Metadata-Version: 2.4
Name: pespace
Version: 0.0.0
Summary: A tool for parameter estimation with space-borne gravitational-wave detectors.
Author-email: Rui Niu <nrui@mail.ustc.edu.cn>
License-Expression: GPL-3.0-or-later
Project-URL: Documentation, https://github.com/nnrui/pespace
Project-URL: Repository, https://github.com/nnrui/pespace
Keywords: gravitational-wave,taichi-lang,parameter estimation
Classifier: Development Status :: 2 - Pre-Alpha
Classifier: Intended Audience :: Science/Research
Classifier: Programming Language :: Python :: 3
Classifier: Topic :: Scientific/Engineering :: Astronomy
Requires-Python: >=3.10
Description-Content-Type: text/markdown
License-File: LICENSE
Requires-Dist: taichi!=1.7.1
Requires-Dist: numpy
Requires-Dist: scipy
Requires-Dist: matplotlib
Requires-Dist: tiwave
Provides-Extra: dev
Requires-Dist: pytest; extra == "dev"
Requires-Dist: pytest-cov; extra == "dev"
Requires-Dist: black; extra == "dev"
Requires-Dist: mypy; extra == "dev"
Requires-Dist: sphinx; extra == "dev"
Dynamic: license-file

# `pespace`: A tool of response generation and likelihood evaluation for space-borne gravitational wave detectors

![last commit](https://img.shields.io/github/last-commit/nnrui/pespace)
[![code style: black](https://img.shields.io/badge/code%20style-black-000000.svg)](https://github.com/psf/black)

> [!Warning]
> This is an experimental project under active development.
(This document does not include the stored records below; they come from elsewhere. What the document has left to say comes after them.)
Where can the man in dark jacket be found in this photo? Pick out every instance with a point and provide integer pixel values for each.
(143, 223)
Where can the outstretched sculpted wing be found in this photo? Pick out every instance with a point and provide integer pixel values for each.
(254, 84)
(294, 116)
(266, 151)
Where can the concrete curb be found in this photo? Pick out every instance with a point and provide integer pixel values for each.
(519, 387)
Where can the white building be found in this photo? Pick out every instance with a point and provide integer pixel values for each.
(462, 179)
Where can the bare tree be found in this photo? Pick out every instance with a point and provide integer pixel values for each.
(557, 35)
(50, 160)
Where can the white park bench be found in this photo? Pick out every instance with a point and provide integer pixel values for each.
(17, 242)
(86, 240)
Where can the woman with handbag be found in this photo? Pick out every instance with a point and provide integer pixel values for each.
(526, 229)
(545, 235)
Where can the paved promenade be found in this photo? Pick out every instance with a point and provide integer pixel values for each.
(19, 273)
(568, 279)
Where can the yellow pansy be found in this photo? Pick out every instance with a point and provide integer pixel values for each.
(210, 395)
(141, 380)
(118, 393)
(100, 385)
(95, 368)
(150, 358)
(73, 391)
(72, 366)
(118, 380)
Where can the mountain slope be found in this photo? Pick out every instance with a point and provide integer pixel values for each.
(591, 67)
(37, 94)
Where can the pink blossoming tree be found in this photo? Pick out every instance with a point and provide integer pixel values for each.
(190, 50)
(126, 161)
The design and APIs are not stable and may change frequently.

This package can be used to generate detector responses and evaluate the likelihood function under the stationary Gaussian noise assumption for space-borne detectors, with a focus on
parameter estimation of massive black hole binaries.
Core computations are implemented with `taichi-lang`, enabling automatic differentiation and hardware acceleration across multiple architectures. 
More details can be found in the [paper]() or the [document](). 

## Installation
Install from PyPI:
```bash
pip install pespace
```
Install the latest or specific commit version:
```bash
# install the latest development version
pip install git+https://github.com/nnrui/pespace
# install a specific commit
pip install git+https://github.com/nnrui/pespace@<commit-hash>
```

## Usage
The basic functionality of generating detector responses is domanstrated in the [tutorial](). Example scripts of the full Bayesian parameter estimation for a massive black hole binary merger signal can be found [here]() for a single LISA-like detector, and [here]() for the LISA-Taiji-Tianqin network.

## Similar packages
If `pespace` cannot meet your needs, you may find other packages for similar functionality (welcome to open issues or pull requests if you have more):
- [LISA-Black-Hole](https://github.com/eXtremeGravityInstitute/LISA-Black-Hole)
- [lisabeta](https://gitlab.in2p3.fr/marsat/lisabeta)
- [bbhx](https://github.com/mikekatz04/BBHx)

## Contact
The author strive to make this project easy-to-use and maintainable. But the author's experience and knowledge in software engineering is limited. Any feedback, comments, and suggestions are greatly appreciated. Feel free to open issues or contact.

## Citation
If you think this package is useful, please consider cite [arxiv: 2601.xxxx]().

The development of this package depends on many previous works including:
- The frequency domain response model: [Sylvain Marsat, John G. Baker, arxiv: 1806.10734](https://arxiv.org/abs/1806.10734);

Please cite the original works for the corresponding modules you have used.